Außerdem hoffe ich insgeheim, dass wir auf Henry und sein Herrchen treffen. Henry ist ein bildschöner Border Collie Rüde, der sich perfekt mit Stella verträgt. Als wir uns vor ein paar Wochen das erste Mal im Park begegnet sind, war es beinahe wie Liebe auf den ersten Blick zwischen den Hunden. Ich muss zugeben, der Anblick seines Herrchens wirbelt bei mir auch ziemlich die Hormone durcheinander. Seine funkelnden grünen Augen sind mir sofort aufgefallen und haben mich in ihren Bann gezogen. Aber mehr als ein paar Worte haben wir bisher nicht miteinander gewechselt und über etwas anderes als die Hunde sprechen wir nie. Ich weiß noch nicht mal seinen Namen. Trotzdem ertappe ich mich die letzten Tage immer wieder dabei, wie meine Gedanken um diesen geheimnisvollen Mann kreisen.

Ein Blick auf die Uhr meines Smartphones sagt mir, dass die Chancen gut stehen, um die beiden anzutreffen, und ich beschleunige unwillkürlich meine Schritte, um schneller im Park zu sein. Ich eile förmlich über die 5th Avenue, vorbei an der St. Patrick’s Cathedral. Diesmal habe ich keine Augen für die liebevollen Dekorationen in den Schaufenstern, meine Gedanken sind bei Henry und seiner menschlichen Begleitung.

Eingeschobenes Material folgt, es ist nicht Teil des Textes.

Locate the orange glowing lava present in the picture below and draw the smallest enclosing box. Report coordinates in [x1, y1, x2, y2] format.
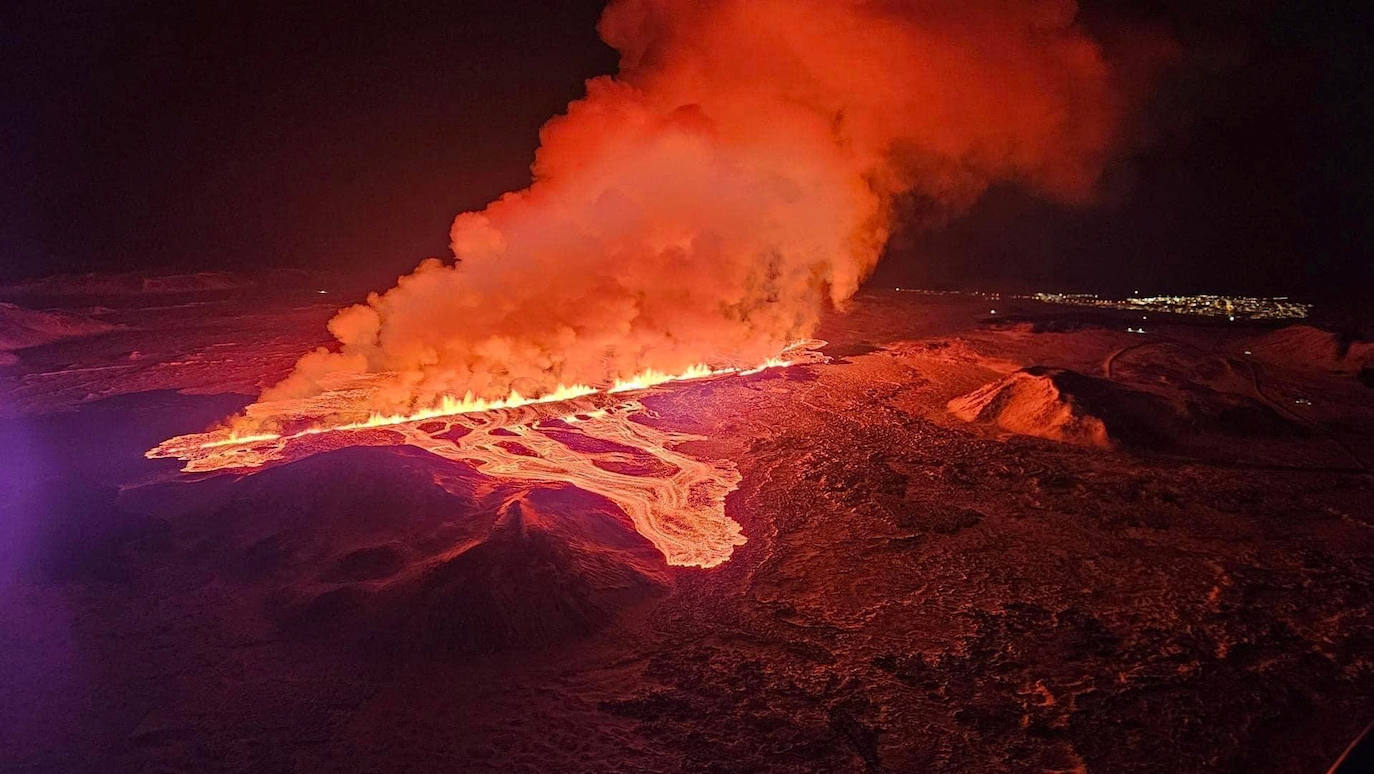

Außer Atem erreiche ich den Central Park und steuere unsere übliche Wiese an. Das Schneetreiben ist in der Zwischenzeit dichter geworden und hat die Stadt bereits mit einer dünnen Puderzuckerschicht überzogen. Ich kneife meine Augen zusammen und versuche, durch die immer dichter fallenden Flocken Henry zu entdecken. Doch leider ist von ihm und seinem charmanten Herrchen weit und breit nichts zu sehen. Ich spüre, wie mein Herz schwer wird. Verdammt Lucy, sei mal nicht albern!, schimpfe ich leise vor mich hin. Warum sollte er überhaupt an mir interessiert sein? Ich bin lediglich ein stinknormales, durchschnittliches Mädchen, habe keine wallende, blonde Lockenmähne und auch nicht die Traummaße eines Topmodels. Damit zähle ich zu jenen Menschen, die schlicht in der Masse untergehen. Ich gebe zu, es hat mich schwer getroffen, dass mein Freund mich verlassen hat. Die ersten Monate nach der Trennung wollte ich mich gar nicht mehr im Spiegel anschauen, so hässlich habe ich mich gefühlt. Die einzige Genugtuung, die ich inzwischen spüre, ist, dass Miss Platinblond ihn nach kurzer Zeit in den Wind geschossen hat.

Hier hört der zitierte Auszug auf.